Lala Lajpat Rai was popularly known as ‘Punjab Kesari’ or ‘Sher-e-Punjab’. He was an eminent lawyer, educator, social reformer, and a strong critique of British rule. He joined Congress in 1888. He gave fiery speeches against the British government. As a result, he was deported to Mandalay. Lala Lajpat Rai was a supporter of the workers’ movement and became the first President of the All India Trade Union Congress. He was elected as the President of the Indian National Congress. He also joined the Swaraj Party and left it later.
Contributions of Lala Lajpat Rai
- Lala Lajpat Rai started a monthly magazine Young India to inspire people to join the national movement for attaining Swaraj. He also founded Punjabi, Vande Mataram (an Urdu daily), and People (an English weekly).
- Lala Lajpat Rai contributed immensely to society as a social reformer. He was closely associated with the Arya Samaj movement. He played a significant role in expanding D. A. V. College at Lahore in 1886. He founded many orphanages, schools, and hospitals. He also founded ‘Servants of the Peoples Society’ for the welfare of people belonging to lower castes.
- Lala Lajpat Rai visited many countries to create and mobilize public opinion in favor of India’s struggle for independence. He joined the Ghadar Party in America in 1914.

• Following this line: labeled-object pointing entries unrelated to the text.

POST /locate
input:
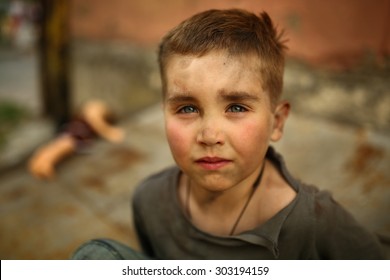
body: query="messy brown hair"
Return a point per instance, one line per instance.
(235, 31)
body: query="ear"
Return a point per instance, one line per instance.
(280, 116)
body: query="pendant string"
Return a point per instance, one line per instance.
(254, 187)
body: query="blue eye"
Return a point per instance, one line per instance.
(188, 110)
(237, 109)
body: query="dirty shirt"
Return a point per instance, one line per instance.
(312, 226)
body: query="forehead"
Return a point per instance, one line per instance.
(216, 71)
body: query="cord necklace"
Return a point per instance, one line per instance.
(254, 187)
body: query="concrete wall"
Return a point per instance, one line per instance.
(338, 59)
(326, 32)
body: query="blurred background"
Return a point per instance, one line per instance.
(56, 55)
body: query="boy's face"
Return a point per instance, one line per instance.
(218, 120)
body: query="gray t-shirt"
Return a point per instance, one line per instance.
(312, 226)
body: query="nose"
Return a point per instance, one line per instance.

- Through his writings in Young India, he inspired many Indian youths to participate in the Indian struggle for independence.
- Lala Lajpat Rai led a procession at Lahore against the Simon Commission in 1928. He received grave injuries during the lathi charge and died a month later.

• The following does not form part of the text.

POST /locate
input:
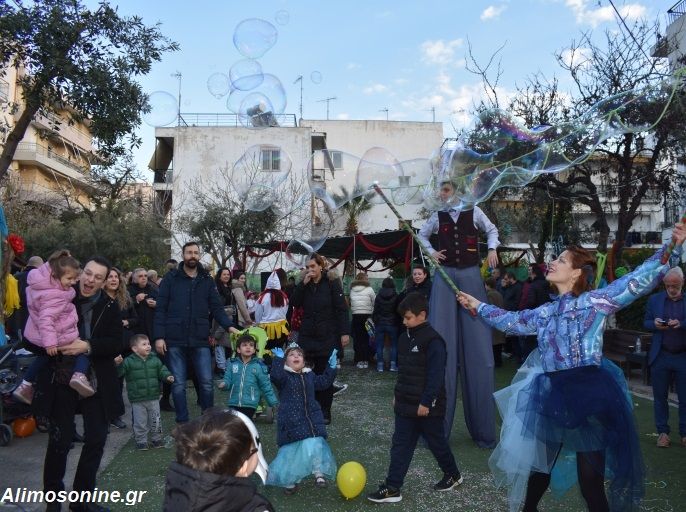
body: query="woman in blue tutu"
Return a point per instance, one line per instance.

- Because assertive nationalists demanded complete independence and followed radical methods to achieve the same, they were brutally suppressed by the government. In 1908, Tilak was sentenced to six years of rigorous imprisonment in Mandalay prison in Burma. Lala Lajpat Rai was deported to Burma without any trial.

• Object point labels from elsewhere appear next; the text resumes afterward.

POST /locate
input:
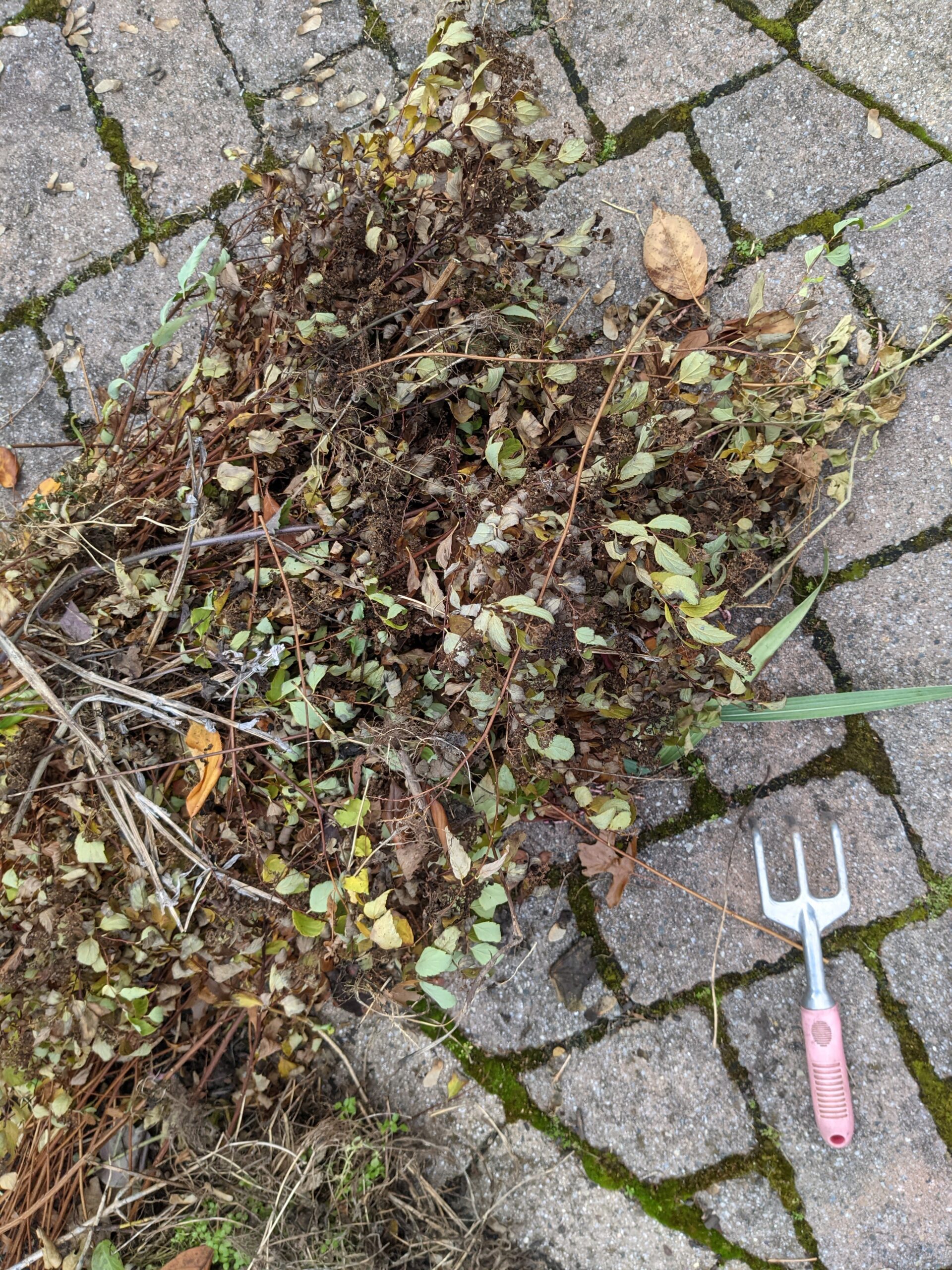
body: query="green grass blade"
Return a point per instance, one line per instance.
(769, 644)
(831, 705)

Achievements of the Assertive Nationalists
- They exposed the hollowness of the belief of British sense of justice and fair play.
- They instilled among the Indians the spirit of active nationalism. They made people realize that the policy of non-violent resistance is essential to drive the British out of the country.
- They expressed their opinion and nationalistic ideas in vernacular languages and thus had a large mass base.
- By promoting the principles of swadeshi and boycott of foreign goods, they promoted the principles of self-reliance.
- They stressed that nothing less than complete independence was acceptable to the people of India.
- Many nationalist schools were set up during the period of assertive nationalism. The National Council of Education was set up in 1906 which later developed into Jadavpur University.
- Swadeshi and boycott movements spread all over India and drew people towards the nationalist movement.
- It was due to the efforts of the assertive nationalists that the partition of Bengal was cancelled in 1911.